Over the past decade this dividend stock has returned 4.30% per annum.
Earnings per share have increased by 11.10% on average since 2000. Since 2000 the number of shares outstanding has decreased from 625 million to 525 million, or an average decrease of 1.90% annually. Analysts estimate that EPS would grow by 9.80% to $4.80 in FY 2010. FY 2011 EPS are expected to increase by 11.40% from there to $5.35.
Sales outside North America accounted for two-thirds of the company’srevenues. The company’s strong competitive advantages in the oral healthcare field plus the low capital requirements have enabled it to generate high returns on capital.
Returns on Equity have been truly phenomenal, having never fallen below 80% since 2000.
Annual dividends have increased by 11.80% on average over the past decade, which is slightly higher than the growth in earnings.
A 12 % growth in dividends translates into the dividend payment doubling every six years on average. If we look at historical data, going as far back as 1976, Colgate Palmolive has actually managed to double its dividend payment every eight and a half years on average.
The dividend payout ratio has consistently remained below 50%, with the exception of a brief spike to 50.80% in 2006. A lower payout is always a plus, since it leaves room for consistent dividend growth minimizing the impact of short-term fluctuations in earnings.

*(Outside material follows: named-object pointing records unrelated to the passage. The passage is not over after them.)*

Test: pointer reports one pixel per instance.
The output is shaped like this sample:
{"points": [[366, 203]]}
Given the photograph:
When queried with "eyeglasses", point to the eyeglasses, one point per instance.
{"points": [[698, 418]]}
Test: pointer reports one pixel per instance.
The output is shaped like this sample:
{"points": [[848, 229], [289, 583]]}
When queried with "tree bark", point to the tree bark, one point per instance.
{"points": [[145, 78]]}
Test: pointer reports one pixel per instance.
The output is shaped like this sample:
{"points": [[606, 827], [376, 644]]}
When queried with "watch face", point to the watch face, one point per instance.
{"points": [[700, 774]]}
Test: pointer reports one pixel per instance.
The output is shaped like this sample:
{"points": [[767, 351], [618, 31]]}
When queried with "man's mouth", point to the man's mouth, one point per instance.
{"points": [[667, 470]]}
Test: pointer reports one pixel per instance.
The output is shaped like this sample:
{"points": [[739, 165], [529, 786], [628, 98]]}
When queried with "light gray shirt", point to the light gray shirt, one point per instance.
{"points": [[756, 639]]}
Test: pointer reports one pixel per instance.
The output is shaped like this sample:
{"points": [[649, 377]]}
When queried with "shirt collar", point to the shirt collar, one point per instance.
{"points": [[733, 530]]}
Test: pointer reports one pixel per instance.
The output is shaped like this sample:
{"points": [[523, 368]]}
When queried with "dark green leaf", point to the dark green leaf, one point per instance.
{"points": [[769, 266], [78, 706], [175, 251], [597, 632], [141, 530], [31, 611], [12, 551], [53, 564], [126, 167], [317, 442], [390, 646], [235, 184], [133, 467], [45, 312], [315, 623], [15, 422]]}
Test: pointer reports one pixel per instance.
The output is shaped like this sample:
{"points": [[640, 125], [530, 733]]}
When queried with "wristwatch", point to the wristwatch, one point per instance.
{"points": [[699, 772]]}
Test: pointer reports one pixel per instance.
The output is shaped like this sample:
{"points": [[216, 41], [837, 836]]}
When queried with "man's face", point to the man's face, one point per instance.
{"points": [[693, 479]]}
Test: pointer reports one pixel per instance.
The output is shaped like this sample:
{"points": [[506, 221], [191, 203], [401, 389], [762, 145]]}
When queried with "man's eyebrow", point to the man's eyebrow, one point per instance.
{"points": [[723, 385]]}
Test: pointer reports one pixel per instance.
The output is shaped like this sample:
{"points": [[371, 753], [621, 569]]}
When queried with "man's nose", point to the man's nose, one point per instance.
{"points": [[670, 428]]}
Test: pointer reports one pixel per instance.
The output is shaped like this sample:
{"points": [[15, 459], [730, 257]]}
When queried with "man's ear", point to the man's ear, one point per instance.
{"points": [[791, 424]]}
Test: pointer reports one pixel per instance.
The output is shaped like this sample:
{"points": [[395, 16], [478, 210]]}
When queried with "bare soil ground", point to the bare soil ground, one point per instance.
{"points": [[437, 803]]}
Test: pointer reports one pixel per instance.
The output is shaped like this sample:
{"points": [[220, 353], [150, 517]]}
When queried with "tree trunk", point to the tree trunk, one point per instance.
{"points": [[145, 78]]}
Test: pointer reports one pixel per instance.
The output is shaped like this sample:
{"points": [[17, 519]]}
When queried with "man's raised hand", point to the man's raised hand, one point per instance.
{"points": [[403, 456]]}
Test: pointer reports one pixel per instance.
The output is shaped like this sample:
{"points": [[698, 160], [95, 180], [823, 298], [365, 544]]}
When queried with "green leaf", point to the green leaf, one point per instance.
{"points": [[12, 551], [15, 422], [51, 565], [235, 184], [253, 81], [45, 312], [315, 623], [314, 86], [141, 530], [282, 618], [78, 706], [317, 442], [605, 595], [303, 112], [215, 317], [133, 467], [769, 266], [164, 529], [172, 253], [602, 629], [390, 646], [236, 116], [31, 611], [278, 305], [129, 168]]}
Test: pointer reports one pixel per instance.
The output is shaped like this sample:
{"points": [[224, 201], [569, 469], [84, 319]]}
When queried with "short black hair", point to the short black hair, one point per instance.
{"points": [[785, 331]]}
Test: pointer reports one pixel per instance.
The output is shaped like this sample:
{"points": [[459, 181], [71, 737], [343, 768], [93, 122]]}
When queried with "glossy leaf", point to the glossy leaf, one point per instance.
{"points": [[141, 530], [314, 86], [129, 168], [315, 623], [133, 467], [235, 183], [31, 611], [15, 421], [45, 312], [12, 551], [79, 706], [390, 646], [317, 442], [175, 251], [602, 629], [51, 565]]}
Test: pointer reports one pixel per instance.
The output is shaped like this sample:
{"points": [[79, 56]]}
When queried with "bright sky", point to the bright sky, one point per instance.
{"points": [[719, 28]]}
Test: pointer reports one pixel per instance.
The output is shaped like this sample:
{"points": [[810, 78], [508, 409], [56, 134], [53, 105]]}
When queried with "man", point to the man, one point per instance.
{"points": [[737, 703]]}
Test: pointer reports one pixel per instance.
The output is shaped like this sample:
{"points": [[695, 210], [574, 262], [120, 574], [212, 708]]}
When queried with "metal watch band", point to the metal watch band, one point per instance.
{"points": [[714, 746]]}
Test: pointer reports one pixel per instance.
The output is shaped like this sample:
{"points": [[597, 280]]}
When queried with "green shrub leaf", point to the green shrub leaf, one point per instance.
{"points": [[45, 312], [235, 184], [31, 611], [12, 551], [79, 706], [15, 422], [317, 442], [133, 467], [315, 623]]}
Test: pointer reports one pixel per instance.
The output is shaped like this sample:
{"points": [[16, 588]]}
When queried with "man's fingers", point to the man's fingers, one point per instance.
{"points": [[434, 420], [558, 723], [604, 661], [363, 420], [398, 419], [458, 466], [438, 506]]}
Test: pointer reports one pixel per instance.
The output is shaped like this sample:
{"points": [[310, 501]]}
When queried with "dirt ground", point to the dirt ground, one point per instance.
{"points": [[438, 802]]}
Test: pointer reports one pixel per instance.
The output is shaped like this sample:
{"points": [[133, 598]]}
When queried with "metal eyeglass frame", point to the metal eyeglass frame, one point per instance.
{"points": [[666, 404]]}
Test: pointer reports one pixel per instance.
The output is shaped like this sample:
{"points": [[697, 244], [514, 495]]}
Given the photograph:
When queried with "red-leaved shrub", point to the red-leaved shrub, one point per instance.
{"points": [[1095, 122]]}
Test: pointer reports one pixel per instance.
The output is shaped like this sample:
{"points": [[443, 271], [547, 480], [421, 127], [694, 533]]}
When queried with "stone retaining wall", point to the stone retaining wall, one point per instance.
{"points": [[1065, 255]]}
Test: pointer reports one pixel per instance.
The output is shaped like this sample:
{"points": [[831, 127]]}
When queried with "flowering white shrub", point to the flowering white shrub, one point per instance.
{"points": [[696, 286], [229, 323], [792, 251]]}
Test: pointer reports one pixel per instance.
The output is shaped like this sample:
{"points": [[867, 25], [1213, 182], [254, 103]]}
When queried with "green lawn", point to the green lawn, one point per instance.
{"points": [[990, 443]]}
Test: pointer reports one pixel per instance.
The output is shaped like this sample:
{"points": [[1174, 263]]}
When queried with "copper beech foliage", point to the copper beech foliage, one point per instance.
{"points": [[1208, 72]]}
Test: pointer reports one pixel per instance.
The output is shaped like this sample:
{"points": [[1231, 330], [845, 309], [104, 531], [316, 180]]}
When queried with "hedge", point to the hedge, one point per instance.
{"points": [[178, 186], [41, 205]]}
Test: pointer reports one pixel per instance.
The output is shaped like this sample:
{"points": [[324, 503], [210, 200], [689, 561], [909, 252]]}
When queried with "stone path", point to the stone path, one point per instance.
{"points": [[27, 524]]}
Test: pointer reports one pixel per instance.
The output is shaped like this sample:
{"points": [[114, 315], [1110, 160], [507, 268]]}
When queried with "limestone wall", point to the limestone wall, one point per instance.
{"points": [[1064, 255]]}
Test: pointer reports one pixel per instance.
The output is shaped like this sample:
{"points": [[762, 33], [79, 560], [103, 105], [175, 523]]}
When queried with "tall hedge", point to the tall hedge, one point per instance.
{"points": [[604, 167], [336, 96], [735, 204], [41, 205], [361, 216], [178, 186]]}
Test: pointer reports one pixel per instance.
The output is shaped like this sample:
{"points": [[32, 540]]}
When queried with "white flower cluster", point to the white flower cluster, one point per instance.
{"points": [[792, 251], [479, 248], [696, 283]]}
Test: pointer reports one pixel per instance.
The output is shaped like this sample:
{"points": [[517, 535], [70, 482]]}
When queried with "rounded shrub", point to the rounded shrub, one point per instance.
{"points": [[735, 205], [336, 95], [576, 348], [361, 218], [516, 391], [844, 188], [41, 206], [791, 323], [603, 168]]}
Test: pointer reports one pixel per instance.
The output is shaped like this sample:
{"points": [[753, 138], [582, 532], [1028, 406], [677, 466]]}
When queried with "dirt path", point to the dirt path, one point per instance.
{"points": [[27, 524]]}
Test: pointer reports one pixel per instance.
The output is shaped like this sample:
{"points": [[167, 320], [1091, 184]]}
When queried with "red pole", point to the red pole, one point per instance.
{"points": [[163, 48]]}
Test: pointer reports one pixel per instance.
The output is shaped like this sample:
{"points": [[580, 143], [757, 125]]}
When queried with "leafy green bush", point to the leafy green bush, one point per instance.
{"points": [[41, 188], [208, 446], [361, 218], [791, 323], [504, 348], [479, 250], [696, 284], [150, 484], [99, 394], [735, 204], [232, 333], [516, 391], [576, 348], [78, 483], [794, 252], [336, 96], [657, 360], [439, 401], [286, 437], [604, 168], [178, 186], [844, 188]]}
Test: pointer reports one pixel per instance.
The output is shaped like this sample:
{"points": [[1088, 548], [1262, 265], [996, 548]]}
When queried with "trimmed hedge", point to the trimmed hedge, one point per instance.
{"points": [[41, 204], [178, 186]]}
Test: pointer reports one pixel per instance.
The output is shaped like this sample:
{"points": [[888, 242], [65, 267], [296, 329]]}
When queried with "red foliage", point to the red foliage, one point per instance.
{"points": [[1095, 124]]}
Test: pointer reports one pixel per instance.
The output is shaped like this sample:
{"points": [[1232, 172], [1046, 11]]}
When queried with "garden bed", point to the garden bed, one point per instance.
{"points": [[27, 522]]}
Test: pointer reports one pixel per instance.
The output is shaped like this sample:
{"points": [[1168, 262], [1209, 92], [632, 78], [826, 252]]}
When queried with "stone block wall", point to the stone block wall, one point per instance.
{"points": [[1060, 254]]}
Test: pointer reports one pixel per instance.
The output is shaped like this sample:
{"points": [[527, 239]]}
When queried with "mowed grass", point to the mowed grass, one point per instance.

The company trades at a P/E of 18.80 times earnings and has an adequately covered dividend payment. The current yield of 2.60% is below my 3% entry threshold. If we look at the yield from the past decade however, CL has yielded more than 3% only during the lows in early 2009. Because of this I initiated a position in Colgate recently. I would look forward to add to this position on dips below $71, which would be my ideal entry price.